In Big Life Sciences, it is common to have papers where some authors are not even in principle able to judge everything that is in a paper. This is the point of collaborating: it’s not just about sharing workload, but sharing expertise.2
Due process is good. I am not against penalties for bad science. I have written before that scientific fraud should sometimes lead to actual jail time and I stand by that.
However, I will also stand on the principle that punishing all authors for something that they may not control is bad. This is true even if the action being penalised is also bad. A junior author whose contribution gets flagged will not be able to ever again be a normal co-author on an arXiv preprint for the rest of their career? Responsibility needs to flow to those who have the power to change things.3
ArXiv did a terrible job of communication. The announcement uses the modern passive aggressive style of “just clarifying our code of conduct, here, folks” to introduce a sweeping change. Making people go through peer review before posting on arXiv contradicts the whole concept of the preprint! They also go back and forth between claiming this is a general principle and that it only applies to the most egregious cases.
The anti-arXiv side also did a terrible job of communication. The biggest objection (to me and I think to all sides) is to holding all the co-authors equally responsible. However, then it does seem that we’re soft on AI-slop and not willing to take responsibility for anything.
Altogether, the whole discussion has been folks talking past each other and neither side has made its points very clear.
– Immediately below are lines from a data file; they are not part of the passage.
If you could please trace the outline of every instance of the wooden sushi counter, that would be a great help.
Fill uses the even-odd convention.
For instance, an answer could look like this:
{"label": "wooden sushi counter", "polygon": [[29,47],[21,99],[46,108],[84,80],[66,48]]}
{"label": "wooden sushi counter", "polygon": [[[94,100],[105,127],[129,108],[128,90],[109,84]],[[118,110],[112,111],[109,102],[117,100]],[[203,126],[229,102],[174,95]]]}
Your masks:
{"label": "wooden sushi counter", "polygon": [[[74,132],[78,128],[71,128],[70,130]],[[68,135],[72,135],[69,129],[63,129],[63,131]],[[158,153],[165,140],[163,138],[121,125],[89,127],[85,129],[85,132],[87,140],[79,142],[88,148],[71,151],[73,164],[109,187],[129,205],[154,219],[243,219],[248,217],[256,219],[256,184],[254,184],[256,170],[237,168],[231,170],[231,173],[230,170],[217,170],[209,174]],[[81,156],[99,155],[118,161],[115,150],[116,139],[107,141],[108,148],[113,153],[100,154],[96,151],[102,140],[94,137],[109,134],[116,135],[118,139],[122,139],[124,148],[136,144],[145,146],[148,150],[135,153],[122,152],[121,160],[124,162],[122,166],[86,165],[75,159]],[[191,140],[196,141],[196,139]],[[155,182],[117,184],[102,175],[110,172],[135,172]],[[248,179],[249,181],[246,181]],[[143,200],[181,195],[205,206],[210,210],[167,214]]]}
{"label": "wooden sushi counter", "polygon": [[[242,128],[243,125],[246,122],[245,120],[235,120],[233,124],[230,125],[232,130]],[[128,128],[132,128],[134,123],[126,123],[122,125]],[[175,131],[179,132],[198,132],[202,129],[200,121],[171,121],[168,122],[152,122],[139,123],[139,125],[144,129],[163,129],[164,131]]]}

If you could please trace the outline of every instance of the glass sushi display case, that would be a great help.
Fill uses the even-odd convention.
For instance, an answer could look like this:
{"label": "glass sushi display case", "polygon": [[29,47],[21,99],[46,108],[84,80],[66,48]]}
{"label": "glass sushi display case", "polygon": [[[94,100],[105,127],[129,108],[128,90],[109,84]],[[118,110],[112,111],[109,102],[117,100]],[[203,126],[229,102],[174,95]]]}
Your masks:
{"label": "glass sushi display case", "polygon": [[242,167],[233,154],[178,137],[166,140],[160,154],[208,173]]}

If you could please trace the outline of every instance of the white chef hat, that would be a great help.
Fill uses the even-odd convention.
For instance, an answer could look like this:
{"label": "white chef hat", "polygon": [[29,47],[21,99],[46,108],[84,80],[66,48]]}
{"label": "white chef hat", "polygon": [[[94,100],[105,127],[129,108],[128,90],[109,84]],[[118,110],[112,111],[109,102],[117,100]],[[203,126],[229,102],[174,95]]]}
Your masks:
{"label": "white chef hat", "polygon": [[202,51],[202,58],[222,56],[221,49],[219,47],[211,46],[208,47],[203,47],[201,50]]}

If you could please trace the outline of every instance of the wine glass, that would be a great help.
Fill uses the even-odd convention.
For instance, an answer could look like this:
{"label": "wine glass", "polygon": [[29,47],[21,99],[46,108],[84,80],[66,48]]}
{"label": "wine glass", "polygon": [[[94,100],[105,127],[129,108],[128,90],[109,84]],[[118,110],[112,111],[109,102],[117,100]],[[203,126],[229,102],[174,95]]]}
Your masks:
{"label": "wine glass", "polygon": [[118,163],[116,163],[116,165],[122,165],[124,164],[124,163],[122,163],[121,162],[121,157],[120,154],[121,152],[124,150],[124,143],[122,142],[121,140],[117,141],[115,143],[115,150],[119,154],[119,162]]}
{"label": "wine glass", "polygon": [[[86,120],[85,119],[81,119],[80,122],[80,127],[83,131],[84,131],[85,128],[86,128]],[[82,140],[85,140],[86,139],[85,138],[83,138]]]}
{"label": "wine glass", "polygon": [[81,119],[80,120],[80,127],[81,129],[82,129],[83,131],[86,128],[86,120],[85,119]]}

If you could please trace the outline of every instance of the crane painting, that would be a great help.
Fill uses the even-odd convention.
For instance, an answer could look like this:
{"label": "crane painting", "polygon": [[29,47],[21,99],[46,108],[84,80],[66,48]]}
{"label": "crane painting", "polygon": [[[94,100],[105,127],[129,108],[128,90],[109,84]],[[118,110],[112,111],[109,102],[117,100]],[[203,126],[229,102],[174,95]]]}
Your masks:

At the end of the day, though, arXiv is an institution which needs be held to higher standards than a bunch of Twitter posters.
I have faced both critiques that I do not publish a lot (which I don’t) and, early in my transition to life sciences, that I do not publish in high-enough profile venues (not a critique I hear a lot nowadays, but I did at some point).
I hand wrote this “not x, but y” and then on re-reading noticed that it read AI-written. I assure you it’s not.
Also, in the life sciences, the corresponding author gets more credit/benefits. In my personal CV, I separate first/last author papers from the rest in recognition of this fact. I expect to benefit more from those authorships than from middle-authorships.